Per l’incidentalità stradale, il documento utilizza i report ACI relativi al triennio 2017-2019, secondo i quali sulle tratte analizzate si sarebbero registrate 1.968 vittime complessive, indicate nel testo come morti e feriti, su circa 199 chilometri di rete. Applicando il tasso medio ai percorsi aggiuntivi ipotizzati, il report stima tra 33 e 66 chilometri di deviazioni complessive, calcolate sulla base di un allungamento compreso tra 0,5 e 1 chilometro per ciascun passaggio a livello.
Le criticità evidenziate
Nel primo scenario, quello relativo a 33 chilometri di deviazioni, l’analisi calcola circa 108,9 vittime annue sulla nuova viabilità; nello scenario da 66 chilometri la stima sale a 217,8. Il rischio storico associato ai 66 passaggi a livello viene invece proiettato in circa 0,066 vittime all’anno sulla base di statistiche nazionali attribuite ad ANSFISA. Da questo confronto il report ricava un fattore di moltiplicazione compreso tra 1.650 e 3.300 volte. Si tratta di proiezioni costruite su ipotesi di percorrenza e sull’applicazione di medie statistiche, la cui lettura viene proposta dall’autore come elemento di discussione nel confronto pubblico.
Tra gli effetti collaterali indicati figurano l’aumento dei tempi di viaggio, le code e le emissioni legate ai chilometri aggiuntivi. Il documento richiama inoltre possibili ripercussioni sui mezzi di soccorso, che potrebbero incontrare percorsi più lunghi e rallentamenti, e segnala il rischio di nuove barriere architettoniche in corrispondenza di sottopassi e collegamenti alternativi. Un ulteriore punto riguarda la vulnerabilità idrogeologica di alcune aree, dove la realizzazione di sottopassi potrebbe esporre infrastrutture e utenti agli effetti di allagamenti o altri eventi estremi.

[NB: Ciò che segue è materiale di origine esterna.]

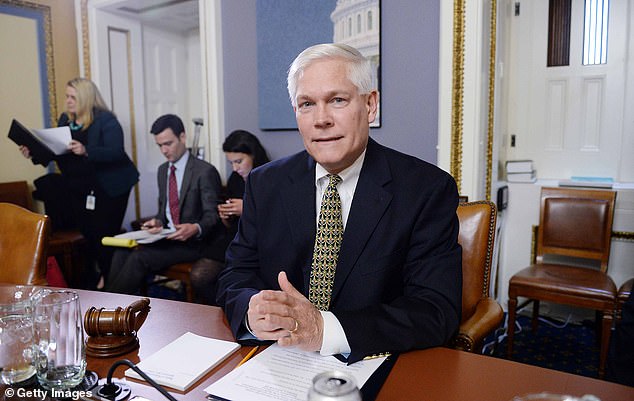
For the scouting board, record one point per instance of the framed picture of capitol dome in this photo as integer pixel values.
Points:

La conclusione del report è fortemente critica nei confronti della motivazione ufficiale del progetto. Secondo Di Nardo, se le stime fossero confermate, la soppressione dei passaggi a livello non ridurrebbe il rischio complessivo, ma lo trasferirebbe sulla rete stradale ordinaria, con conseguenze sulla mobilità, sull’ambiente e sulla tempestività dei soccorsi. Il testo sostiene quindi la necessità di riesaminare il piano alla luce dei dati disponibili e degli effetti sul territorio valtellinese.